Bereits am Vorabend hatte sich Scharfenberg in einer Runde mit anderen Landtagskandidaten darüber gestritten, wie die Stadt jährlich 1000 Wohnungen bauen kann, um den Bevölkerungszuwachs zu kompensieren. Er forderte die Stadt auf, endlich ein eigenes Förderprogramm aufzulegen. Einig war man sich indes darüber, die Förderung sozialen Wohnraums auf gänzlich neue Füße zu stellen. Nach dem Konzept der sogenannten Subjektförderung würden in Zukunft nicht mehr die Wohnungsbauunternehmen subventioniert, um die Mieten für sozial Schwache zu drücken, sondern die jeweiligen Mieter nach Maßgabe ihrer individuellen Bedürftigkeit ähnlich dem Wohngeld. Das Geld wird komplett an die Menschen ausgezahlt, die selbst nach einer bezahlbaren Wohnung suchen müssen.
„Langfristig werden wir an der Subjektförderung nicht vorbeikommen, das ist der richtige Weg“, sagte der SPD-Landtagskandidat Mike Schubert bei der Diskussion im Haus der Begegnung in der Waldstadt.
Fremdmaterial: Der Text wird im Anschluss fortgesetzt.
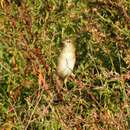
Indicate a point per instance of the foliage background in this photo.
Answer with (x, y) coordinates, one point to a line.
(31, 34)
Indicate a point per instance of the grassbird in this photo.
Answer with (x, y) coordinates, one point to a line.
(66, 60)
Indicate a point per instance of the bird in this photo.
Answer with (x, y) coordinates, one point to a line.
(66, 60)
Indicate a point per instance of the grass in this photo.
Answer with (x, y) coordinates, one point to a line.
(31, 33)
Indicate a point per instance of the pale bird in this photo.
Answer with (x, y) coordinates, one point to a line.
(66, 60)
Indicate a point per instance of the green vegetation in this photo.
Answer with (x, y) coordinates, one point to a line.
(31, 34)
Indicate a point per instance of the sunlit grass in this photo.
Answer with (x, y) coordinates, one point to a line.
(31, 34)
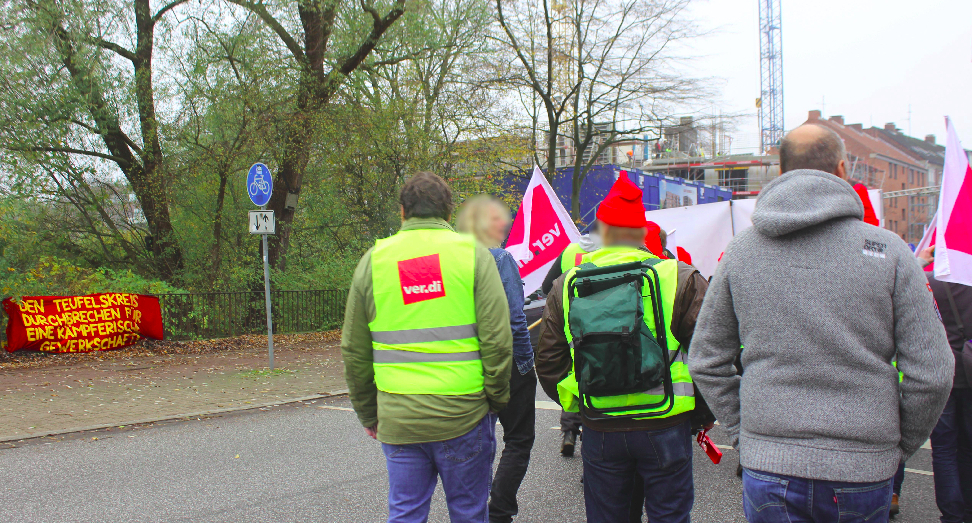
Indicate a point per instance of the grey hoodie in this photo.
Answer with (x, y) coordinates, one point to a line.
(822, 303)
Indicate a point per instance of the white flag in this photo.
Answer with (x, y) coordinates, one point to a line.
(541, 231)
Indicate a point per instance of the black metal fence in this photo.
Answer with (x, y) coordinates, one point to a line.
(224, 314)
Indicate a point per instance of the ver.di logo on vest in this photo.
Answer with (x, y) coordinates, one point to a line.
(421, 279)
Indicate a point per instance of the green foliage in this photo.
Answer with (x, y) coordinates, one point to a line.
(228, 92)
(56, 277)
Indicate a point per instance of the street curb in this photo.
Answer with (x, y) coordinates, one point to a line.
(210, 412)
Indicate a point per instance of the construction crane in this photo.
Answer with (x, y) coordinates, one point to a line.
(770, 102)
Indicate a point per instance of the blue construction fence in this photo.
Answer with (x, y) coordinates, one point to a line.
(660, 191)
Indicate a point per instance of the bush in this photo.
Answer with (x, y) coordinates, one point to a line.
(53, 276)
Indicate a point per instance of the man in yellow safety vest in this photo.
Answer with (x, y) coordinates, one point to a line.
(427, 350)
(618, 442)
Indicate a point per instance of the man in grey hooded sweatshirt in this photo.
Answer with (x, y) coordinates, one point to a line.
(822, 304)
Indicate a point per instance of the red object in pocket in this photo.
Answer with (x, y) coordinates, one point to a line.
(710, 449)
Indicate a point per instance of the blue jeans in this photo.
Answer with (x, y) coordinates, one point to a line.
(899, 478)
(465, 465)
(663, 459)
(952, 458)
(771, 498)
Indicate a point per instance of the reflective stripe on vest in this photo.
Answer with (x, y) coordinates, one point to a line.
(571, 257)
(424, 336)
(682, 386)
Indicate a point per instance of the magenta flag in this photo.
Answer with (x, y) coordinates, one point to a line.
(541, 231)
(953, 228)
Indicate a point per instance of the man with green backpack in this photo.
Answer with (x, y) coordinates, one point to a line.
(613, 346)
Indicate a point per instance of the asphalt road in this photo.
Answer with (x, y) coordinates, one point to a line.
(304, 462)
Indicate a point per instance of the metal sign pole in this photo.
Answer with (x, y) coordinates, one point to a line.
(259, 186)
(266, 287)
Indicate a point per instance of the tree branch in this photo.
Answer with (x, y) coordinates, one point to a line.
(69, 150)
(288, 40)
(166, 8)
(111, 46)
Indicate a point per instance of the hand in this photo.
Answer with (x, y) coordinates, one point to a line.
(927, 255)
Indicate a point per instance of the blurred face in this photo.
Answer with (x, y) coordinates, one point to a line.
(497, 226)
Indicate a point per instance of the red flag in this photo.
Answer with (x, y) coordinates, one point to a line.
(541, 231)
(870, 217)
(953, 234)
(928, 240)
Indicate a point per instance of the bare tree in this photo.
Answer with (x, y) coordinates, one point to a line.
(611, 65)
(85, 111)
(535, 33)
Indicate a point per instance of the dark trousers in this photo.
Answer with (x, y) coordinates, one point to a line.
(519, 430)
(772, 498)
(661, 458)
(570, 422)
(952, 458)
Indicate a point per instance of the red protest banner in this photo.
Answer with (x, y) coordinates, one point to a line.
(81, 323)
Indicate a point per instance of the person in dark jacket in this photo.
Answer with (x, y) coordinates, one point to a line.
(570, 422)
(952, 437)
(488, 219)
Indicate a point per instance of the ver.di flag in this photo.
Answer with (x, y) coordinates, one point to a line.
(541, 231)
(953, 226)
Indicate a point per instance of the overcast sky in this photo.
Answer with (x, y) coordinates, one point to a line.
(867, 60)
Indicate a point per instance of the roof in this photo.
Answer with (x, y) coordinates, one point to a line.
(930, 152)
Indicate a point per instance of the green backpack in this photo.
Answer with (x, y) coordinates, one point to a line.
(615, 353)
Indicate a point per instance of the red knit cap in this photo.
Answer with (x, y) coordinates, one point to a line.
(653, 240)
(683, 255)
(622, 206)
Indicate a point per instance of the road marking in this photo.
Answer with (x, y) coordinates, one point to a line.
(331, 407)
(550, 405)
(922, 472)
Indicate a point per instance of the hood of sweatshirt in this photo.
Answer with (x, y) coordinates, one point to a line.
(804, 198)
(590, 242)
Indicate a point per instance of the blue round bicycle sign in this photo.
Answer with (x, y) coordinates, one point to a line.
(259, 184)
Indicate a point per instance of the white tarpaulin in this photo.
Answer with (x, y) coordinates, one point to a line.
(705, 230)
(702, 230)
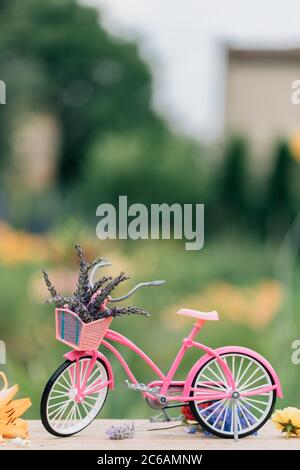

Von einem „nachdenkenswerten Vorschlag“ sprach der CDU-Kandidat Steeven Bretz. Die Spitzenkandidatin der Grünen, Marie-Luise von Halem, findet den Ansatz „sehr interessant“.
Wenn der Staat die Baufirmen finanziell unterstützt, haben diese einen geringeren Anreiz, ihre Kosten zu drücken. Die Folge ist, dass die Mieten eher steigen als fallen. Hintergrund der Reformpläne ist, dass Geringverdiener es sich kaum noch leisten können, in Potsdam zu leben. Um dieses Problem kurzfristig zu lösen, sei die Subjektförderung aber nicht ausreichend, meinte Schubert.